Other things

Tuesday 28 January 2014

'Mugged Off'

Without trying to sound like a nineties chick-lit cliché ; I have major trust issues.

It's never really occurred to me before. In fact, I don't think I had these issues with any previous boyfriend; I always believed what they said to me and trusted them. For the most part this worked well. It worked well until I developed this obsession with being 'mugged off'.

Being 'mugged off' is a term that has been thrown about a lot lately, especially since Lee from Blue led on two relatively unknown glamour models in the Celebrity Big Brother house. But I have been using 'mugged off' long before Casey wailed it in the Diary Room on day 5.

To me, being 'mugged off' means someone (usually a dude) intentionally telling you a porky of which you trustingly believe. It's not until you hear the truth (usually from a completely innocent bystander) that you even realise you have been subject to such 'mugging off'. This leaves you, me and poor glamour model Casey feeling like an absolute idiot. An absolute idiot to have believed a word that came out of his horrible little mouth.

This is where, I think, I then take it to the next level.
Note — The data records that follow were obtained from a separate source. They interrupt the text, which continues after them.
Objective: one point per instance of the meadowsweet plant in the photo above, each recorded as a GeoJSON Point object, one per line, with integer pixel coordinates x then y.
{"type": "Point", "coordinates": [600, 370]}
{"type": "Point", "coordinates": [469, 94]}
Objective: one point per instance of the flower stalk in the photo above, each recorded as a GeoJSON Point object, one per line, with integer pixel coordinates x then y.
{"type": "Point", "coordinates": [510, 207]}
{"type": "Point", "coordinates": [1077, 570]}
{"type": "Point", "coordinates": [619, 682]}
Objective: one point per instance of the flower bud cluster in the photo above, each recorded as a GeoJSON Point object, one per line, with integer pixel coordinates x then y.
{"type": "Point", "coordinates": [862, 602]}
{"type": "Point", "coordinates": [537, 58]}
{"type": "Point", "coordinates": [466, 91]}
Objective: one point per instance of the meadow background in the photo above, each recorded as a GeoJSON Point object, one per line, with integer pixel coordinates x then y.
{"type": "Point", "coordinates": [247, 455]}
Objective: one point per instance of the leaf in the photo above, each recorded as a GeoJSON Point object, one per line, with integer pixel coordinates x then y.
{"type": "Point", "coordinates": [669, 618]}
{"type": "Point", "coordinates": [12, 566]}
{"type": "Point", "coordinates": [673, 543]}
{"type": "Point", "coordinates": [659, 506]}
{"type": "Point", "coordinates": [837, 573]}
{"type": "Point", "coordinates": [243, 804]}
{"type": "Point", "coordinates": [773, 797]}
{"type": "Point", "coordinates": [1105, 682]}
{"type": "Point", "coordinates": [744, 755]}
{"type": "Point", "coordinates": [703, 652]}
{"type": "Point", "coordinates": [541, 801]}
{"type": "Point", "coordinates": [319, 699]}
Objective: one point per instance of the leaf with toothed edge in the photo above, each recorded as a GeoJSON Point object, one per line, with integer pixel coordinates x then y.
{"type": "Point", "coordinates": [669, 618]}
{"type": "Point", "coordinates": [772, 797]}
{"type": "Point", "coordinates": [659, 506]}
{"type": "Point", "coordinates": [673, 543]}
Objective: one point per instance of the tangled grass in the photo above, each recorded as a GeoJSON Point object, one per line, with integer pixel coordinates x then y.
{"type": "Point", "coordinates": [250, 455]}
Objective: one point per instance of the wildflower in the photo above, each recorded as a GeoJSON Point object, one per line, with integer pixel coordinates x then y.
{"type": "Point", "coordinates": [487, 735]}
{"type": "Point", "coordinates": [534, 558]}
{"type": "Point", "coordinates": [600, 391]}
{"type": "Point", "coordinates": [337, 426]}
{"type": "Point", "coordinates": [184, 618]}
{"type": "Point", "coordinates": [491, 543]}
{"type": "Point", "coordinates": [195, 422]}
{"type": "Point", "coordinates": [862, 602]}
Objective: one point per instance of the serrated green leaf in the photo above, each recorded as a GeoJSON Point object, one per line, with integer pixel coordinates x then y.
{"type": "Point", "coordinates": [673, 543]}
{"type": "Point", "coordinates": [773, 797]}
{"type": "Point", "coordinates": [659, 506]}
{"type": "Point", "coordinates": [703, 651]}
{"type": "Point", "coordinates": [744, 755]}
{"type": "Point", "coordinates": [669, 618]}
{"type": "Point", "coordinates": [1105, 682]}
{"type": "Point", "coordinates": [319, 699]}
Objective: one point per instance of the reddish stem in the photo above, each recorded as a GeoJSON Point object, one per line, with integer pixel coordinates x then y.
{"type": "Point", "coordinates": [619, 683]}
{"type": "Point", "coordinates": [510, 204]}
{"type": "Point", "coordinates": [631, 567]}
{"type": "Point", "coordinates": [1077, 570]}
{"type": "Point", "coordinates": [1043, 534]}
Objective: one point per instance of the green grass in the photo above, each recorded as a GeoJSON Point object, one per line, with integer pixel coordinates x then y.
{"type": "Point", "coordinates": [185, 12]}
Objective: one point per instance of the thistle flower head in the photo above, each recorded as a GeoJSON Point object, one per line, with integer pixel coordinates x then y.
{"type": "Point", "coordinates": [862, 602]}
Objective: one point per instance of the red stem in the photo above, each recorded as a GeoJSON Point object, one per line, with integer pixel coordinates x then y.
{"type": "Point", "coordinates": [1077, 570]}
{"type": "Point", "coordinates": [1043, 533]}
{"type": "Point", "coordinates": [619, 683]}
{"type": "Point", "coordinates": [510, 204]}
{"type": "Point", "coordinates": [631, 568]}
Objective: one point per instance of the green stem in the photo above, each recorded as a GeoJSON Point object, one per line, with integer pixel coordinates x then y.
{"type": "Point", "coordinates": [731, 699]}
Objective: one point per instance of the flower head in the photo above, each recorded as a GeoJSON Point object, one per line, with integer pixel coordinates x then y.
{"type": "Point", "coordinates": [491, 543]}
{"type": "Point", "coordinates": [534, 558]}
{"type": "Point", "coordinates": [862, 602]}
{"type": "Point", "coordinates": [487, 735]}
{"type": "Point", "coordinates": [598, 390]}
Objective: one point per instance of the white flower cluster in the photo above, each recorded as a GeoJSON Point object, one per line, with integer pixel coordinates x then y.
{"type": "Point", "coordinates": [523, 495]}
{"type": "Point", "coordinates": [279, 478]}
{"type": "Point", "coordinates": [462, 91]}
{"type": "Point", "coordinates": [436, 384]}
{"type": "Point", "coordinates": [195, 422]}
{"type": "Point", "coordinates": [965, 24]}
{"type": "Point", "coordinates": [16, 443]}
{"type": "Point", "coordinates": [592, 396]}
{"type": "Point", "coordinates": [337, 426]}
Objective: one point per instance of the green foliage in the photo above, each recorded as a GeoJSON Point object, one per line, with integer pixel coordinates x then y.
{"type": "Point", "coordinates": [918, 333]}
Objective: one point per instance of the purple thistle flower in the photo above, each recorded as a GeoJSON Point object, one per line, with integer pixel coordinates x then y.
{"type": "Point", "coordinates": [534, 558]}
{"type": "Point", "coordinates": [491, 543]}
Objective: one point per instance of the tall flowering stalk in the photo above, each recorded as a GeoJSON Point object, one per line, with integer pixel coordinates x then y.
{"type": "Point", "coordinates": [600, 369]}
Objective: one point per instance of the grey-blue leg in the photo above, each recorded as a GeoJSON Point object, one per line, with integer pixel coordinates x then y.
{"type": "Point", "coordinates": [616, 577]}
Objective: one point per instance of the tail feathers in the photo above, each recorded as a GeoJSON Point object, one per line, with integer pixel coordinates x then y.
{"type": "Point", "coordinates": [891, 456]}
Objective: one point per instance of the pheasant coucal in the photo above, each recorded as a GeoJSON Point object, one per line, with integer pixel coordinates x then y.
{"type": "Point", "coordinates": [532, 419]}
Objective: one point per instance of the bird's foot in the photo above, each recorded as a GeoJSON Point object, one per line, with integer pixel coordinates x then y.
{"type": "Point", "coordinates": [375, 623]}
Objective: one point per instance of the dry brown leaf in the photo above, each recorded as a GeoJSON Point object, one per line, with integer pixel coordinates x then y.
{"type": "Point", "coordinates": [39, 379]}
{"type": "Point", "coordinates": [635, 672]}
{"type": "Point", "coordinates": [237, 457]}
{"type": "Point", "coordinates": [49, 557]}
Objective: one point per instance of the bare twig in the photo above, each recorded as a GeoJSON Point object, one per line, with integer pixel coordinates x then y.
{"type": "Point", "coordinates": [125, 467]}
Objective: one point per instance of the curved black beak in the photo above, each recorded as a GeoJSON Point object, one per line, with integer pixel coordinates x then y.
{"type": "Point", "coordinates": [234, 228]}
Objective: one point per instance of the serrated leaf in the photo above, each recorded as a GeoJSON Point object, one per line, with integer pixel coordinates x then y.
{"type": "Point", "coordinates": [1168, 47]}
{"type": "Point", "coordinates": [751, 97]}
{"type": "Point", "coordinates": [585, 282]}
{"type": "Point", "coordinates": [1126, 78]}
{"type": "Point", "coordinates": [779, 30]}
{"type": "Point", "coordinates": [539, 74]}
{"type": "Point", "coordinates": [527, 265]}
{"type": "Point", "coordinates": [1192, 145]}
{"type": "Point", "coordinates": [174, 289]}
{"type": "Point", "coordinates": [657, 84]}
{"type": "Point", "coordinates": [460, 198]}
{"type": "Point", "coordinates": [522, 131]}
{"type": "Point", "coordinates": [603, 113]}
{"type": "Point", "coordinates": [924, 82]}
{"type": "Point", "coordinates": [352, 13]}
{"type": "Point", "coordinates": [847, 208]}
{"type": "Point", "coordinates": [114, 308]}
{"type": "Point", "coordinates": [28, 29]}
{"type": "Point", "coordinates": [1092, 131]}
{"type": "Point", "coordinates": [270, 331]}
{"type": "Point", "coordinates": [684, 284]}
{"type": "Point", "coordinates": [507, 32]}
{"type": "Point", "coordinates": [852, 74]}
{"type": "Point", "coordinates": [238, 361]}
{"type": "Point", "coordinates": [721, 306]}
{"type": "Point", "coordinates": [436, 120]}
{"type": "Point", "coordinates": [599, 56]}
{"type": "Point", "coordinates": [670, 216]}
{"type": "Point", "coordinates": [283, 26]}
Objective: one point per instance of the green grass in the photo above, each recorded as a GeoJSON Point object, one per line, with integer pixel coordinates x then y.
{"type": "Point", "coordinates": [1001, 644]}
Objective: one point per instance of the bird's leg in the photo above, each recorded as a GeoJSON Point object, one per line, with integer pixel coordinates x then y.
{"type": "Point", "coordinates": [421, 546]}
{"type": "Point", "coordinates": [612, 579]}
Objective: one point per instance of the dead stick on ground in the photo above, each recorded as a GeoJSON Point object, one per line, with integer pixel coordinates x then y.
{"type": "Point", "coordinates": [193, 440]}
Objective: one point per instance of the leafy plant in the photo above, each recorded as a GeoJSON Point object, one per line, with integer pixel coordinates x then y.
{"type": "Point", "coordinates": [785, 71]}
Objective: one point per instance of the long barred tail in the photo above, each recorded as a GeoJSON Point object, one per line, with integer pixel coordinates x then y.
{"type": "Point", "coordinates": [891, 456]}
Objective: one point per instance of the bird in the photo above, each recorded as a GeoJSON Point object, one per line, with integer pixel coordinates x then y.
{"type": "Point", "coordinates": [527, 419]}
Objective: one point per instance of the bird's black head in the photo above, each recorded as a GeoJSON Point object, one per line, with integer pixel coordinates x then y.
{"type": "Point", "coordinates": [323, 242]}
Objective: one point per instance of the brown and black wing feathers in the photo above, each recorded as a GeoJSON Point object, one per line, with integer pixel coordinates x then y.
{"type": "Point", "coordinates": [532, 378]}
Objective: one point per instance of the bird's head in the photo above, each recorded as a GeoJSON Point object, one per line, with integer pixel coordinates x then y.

Following the feeling of foolishness, I then feel like the upper hand is given to the lier/dude/scumbag. That somewhere in the world he will be bragging to his mates about how he played me, he he made me look so stupid! And stupid is the last thing I want to look EVER. This is where the 'mugging off' really gets to me.

I didn't realise any of this until I got talking to my new therapist, er I mean housemate. My new, ahem, housemate listens to me intently as I relay my latest boy stories and how I feel about them. He always offers such sound advice.

Recently I have been talking him through a few boy tales. Tales of guys saying one thing and doing the other. This, to me, is classic 'mugging off'. My fear of being the receiver of such behaviour has led me to dis-trust pretty much anything a boy ever says.

My irrational mis-trust has been even more boosted these last few days when my housemate confessed that boys intentionally tell porkies just to make themselves look good! Now, instead of just mis-trusting their intention with me, their whereabouts on a Tuesday night and if they do in fact even like me, I find myself also questioning their rather gallant opinion on animal cruelty or third world poverty!

I know, I know. I have taken all this a little too far. Sure, it's good to keep your guard up, to protect yourself a little but you have to let go of some craziness sometimes right? Is it a case of trusting until proven guilty or is it more a case of building up the trust. My therapist says trust is something to build and I suppose that's right. Let's just hope I don't find out my therapist has been 'mugging me off' as well.